Despite Clive Coombes’ attempts to rescue Comet last year, his plan to return to the high street with 80 ‘Meridian Comet’ stores remains surprising.

The electricals sector is tough, even in retail terms. There were plenty of things Comet could have done to give itself a better chance of survival, firstly as part of the Kesa group and, latterly, under the control of Opcapita; but it was not poor strategy alone that drove the business under.

The market contracted by a painful 16.2% over 2007 to 2012, as consumers spent less on certain technologies and stopped buying as many big ticket white goods. With margins already pretty thin, and non-specialists eating into share, this shift was always going to create casualties.

So what opportunity has Clive Coombes spotted in a sector that has already claimed victims as high profile as Jessops and proved too hot to handle for a global giant like Best Buy?

Well the strategy apparently consists of putting together a portfolio of high street stores, small at 3,000sq ft, but driving plenty of footfall through a welcoming environment that will include free soft drinks, areas for playing games consoles and high levels of customer service. Costs will be reduced by stores carrying minimal stock, with orders fulfilled centrally, but the retailer will offer free delivery and 60-minute slots for shoppers who order in store or over the phone. The fact the Comet name is being used also suggests there will be some emphasis on price competitiveness in the brand positioning.

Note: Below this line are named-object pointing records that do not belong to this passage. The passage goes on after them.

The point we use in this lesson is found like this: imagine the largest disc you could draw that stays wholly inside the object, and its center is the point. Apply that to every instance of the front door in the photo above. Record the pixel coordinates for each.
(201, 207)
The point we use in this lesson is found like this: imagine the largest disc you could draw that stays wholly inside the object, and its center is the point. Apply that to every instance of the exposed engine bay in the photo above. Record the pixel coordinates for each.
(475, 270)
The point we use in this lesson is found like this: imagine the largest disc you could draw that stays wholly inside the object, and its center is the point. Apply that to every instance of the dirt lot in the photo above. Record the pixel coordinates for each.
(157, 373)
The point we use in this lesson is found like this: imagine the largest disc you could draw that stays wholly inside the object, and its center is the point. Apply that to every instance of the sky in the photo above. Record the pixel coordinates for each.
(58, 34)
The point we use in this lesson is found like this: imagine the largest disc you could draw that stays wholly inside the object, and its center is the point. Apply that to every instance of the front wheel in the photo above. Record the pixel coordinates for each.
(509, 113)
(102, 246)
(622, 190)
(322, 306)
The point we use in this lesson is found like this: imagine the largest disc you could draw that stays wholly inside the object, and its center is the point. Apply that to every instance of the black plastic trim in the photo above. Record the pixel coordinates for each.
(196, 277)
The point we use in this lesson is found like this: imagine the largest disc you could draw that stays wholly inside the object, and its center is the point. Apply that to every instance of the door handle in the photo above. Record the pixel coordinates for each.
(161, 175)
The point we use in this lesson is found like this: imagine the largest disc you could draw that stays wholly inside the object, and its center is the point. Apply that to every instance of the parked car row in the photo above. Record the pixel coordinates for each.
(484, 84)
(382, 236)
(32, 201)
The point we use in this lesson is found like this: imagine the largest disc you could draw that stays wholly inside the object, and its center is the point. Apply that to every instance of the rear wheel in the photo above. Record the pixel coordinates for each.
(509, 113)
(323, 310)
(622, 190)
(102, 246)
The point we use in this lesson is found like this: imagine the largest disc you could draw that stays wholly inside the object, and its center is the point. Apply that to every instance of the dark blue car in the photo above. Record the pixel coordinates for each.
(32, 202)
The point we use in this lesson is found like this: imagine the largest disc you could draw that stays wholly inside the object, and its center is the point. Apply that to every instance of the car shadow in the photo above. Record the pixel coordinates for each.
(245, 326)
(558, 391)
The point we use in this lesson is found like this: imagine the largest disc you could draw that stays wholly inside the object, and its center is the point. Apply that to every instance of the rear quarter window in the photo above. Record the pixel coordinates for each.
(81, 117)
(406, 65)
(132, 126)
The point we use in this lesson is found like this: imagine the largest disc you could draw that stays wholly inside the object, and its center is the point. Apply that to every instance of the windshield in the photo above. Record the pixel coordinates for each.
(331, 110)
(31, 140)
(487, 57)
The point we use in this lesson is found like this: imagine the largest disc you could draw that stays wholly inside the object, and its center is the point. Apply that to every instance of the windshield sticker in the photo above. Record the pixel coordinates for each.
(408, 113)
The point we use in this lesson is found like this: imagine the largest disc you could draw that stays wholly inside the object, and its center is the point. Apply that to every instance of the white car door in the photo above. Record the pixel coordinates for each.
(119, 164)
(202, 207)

However, it is extremely difficult to see this being sufficient for the fledgling business to establish itself. There is no ‘gap’ left by Comet’s previous departure. The specialist was squeezed out by its rivals and its share 7.1% in 2011) was soon gobbled up the same players that had pushed it towards its demise. Dixons (19.7% in 2012), Argos (11.3%), Amazon (5.5%), John Lewis (5.3%) and even Apple (6.5%) all took a piece of the action and none will be willing to give it up again without one hell of a fight.

Each offers their own strengths and each has become accustomed to battling for every pound; any new boy trying to muscle in is going to have to bring something pretty special in order to stand a chance.

Yes, the high street may be less crowded than it used to be but, again, it is wrong to call this a ‘gap’. It is a new balance. When consumers buy electricals nowadays they are spending more online, in the supermarkets and at out-of-town specialists.

They just don’t want to do as much shopping on the high street as they used to, particularly for white goods. Market leader Dixons hasn’t overhauled its whole store portfolio, closing high street outlets and opening megastores, on a whim; it has done so because it is reflecting how consumers want to shop and it has been rewarded by much improved performance.

So, with no plans for a transactional online offer, the new Comet is putting all of its eggs into one, pretty dubious, basket. By sticking to certain regions and carefully picking locations it may be able to carve out a niche, but lack of scale, and buying power, brings a whole other raft of problems.

We believe the electricals market is now in recovery, but the uplift won’t be sufficient to carry all electrical players along with it; only the best will benefit and the new Comet, like the old one, will struggle to make this group.